Brainome, a new player in the machine learning space, is today launching Daimensions, a product which the company says helps customers take a "measure before build" approach to machine learning (ML) model development. The product, aimed at data scientists, helps optimize around training data analysis, data volume management and their downstream effect on training time, model size and performance.
ZDNet spoke with Brainome's co-founders, Bertrand Irissou (CEO) and Gerald Friedland (CTO). The two provided a careful, thoughtful and thorough explanation of how the company's approach to ML differs from others.
From trial-and error to measure-before-build
Brainome's take on ML is that much of the common model experimentation process can be optimized. Trial-and-error can be largely avoided by specifying the model's qualities and then building it, rather than following the standard experimentation approach of building several candidate models, then seeing which performs best. The company calls this a measure-before-build approach and analogizes it to the way bridges are built. Specifically, Irissou and Friedland say, civil engineers would never take an approach of building 100 bridges and then picking the best one. Instead, they measure and develop a spec for the bridge, and only then design and build it.

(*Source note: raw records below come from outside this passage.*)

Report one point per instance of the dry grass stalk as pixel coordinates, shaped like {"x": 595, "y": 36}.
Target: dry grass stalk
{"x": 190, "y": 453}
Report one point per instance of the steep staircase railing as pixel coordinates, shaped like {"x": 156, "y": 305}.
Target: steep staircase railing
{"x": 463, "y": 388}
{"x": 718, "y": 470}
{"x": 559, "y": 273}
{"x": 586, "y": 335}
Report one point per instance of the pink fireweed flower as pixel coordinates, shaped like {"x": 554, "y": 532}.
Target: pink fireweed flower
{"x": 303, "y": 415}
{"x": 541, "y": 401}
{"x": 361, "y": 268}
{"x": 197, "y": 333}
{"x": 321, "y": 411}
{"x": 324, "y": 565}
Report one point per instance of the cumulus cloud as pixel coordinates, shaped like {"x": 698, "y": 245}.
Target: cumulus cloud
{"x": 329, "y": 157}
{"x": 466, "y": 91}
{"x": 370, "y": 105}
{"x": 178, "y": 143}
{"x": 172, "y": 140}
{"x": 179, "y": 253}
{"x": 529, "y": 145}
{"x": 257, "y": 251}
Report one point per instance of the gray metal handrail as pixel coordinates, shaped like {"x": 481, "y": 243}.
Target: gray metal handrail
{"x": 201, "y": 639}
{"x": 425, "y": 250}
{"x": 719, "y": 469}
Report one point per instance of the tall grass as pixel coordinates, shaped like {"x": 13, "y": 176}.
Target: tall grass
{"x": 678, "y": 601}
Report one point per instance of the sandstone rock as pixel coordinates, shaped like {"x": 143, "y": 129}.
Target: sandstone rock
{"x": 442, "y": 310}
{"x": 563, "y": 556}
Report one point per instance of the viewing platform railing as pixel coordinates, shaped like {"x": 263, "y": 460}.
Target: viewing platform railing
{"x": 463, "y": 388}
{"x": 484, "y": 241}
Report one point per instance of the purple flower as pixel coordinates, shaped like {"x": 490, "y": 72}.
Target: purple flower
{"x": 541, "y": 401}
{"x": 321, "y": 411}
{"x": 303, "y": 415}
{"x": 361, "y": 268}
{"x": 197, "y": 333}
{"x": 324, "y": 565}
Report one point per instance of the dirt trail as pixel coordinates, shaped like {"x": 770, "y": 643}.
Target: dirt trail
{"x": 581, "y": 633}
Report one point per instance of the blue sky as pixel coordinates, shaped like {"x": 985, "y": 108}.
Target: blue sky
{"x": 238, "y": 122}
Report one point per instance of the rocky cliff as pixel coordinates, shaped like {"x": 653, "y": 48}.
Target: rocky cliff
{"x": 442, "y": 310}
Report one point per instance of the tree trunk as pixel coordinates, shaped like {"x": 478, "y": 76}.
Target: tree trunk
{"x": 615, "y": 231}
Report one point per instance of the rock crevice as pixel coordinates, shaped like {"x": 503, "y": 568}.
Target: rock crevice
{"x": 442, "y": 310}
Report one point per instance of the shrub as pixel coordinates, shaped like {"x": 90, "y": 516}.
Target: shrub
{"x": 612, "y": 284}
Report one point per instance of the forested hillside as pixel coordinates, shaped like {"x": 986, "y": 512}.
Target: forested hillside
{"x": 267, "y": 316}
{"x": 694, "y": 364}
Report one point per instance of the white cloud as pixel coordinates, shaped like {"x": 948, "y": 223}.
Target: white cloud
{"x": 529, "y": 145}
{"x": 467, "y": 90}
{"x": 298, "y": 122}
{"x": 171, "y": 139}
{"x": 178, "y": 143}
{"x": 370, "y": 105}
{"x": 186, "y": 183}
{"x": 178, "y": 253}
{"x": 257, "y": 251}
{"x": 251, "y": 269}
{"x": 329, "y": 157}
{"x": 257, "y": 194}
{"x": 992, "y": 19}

Brainome defines what are essentially key performance indicators (KPIs) for a model as a way to arrive at such a spec in the ML world. The KPIs are generalization, capacity progression, risk of overfit and memory equivalent capacity. Together these KPIs can profile the complexity of the training data, and the number of parameters needed to model its patterns. Fewer parameters allow the model to be based more on rules than on memorized facts, which avoids overfitting of data; it also means less data is needed to generate an accurate model, which can lead to faster training times.
Another part of Daimensions credo is that maximizing mathematical accuracy of a model -- and incurring the cost of all the compute resources that requires -- can easily cross a point of diminishing returns. Instead, model features should be ranked in importance prior to training. That prioritization helps simplify training and reduce model size. Meanwhile, understanding of the data's complexity and optimizing the size of the training data set helps shorten training. As a result Brainome says it's seen reductions in training times and model size (each in orders-of-magnitude) when building models on standard OpenML data sets.
Compact models, compact company
Daimensions models are produced using Brainome's Table Compiler (BTC) technology. The output is a single executable Python script that includes the data prep code and the model function itself. Because the models are shipped as code, they can be integrated into standard CI/CD (continuous integration/continuous delivery) pipelines. The company says this allows customers' DevOps practices and infrastructure to serve as the deployment component of MLOps as well. It also says the small models can avoid the need for, and expense of, GPUs (graphical processing units) and can even be deployed to small edge devices or as cloud microsoervices.
Brainome is a one year-old company with 11 employees, that has so far received about $1.5M in angel funding. Though small, its industry horizontal approach means it has been able to run pilot projects with organizations in HealthTech, FinTech, AdTech and genomics research. Hopefully, the company will have real impact on moving data science work away from the guesswork-laden processes that have defined it to date. Given the efficiencies and, indeed, intelligence that machine learning models are designed to engender, it's good to see both attributes applied directly to creating those models as well.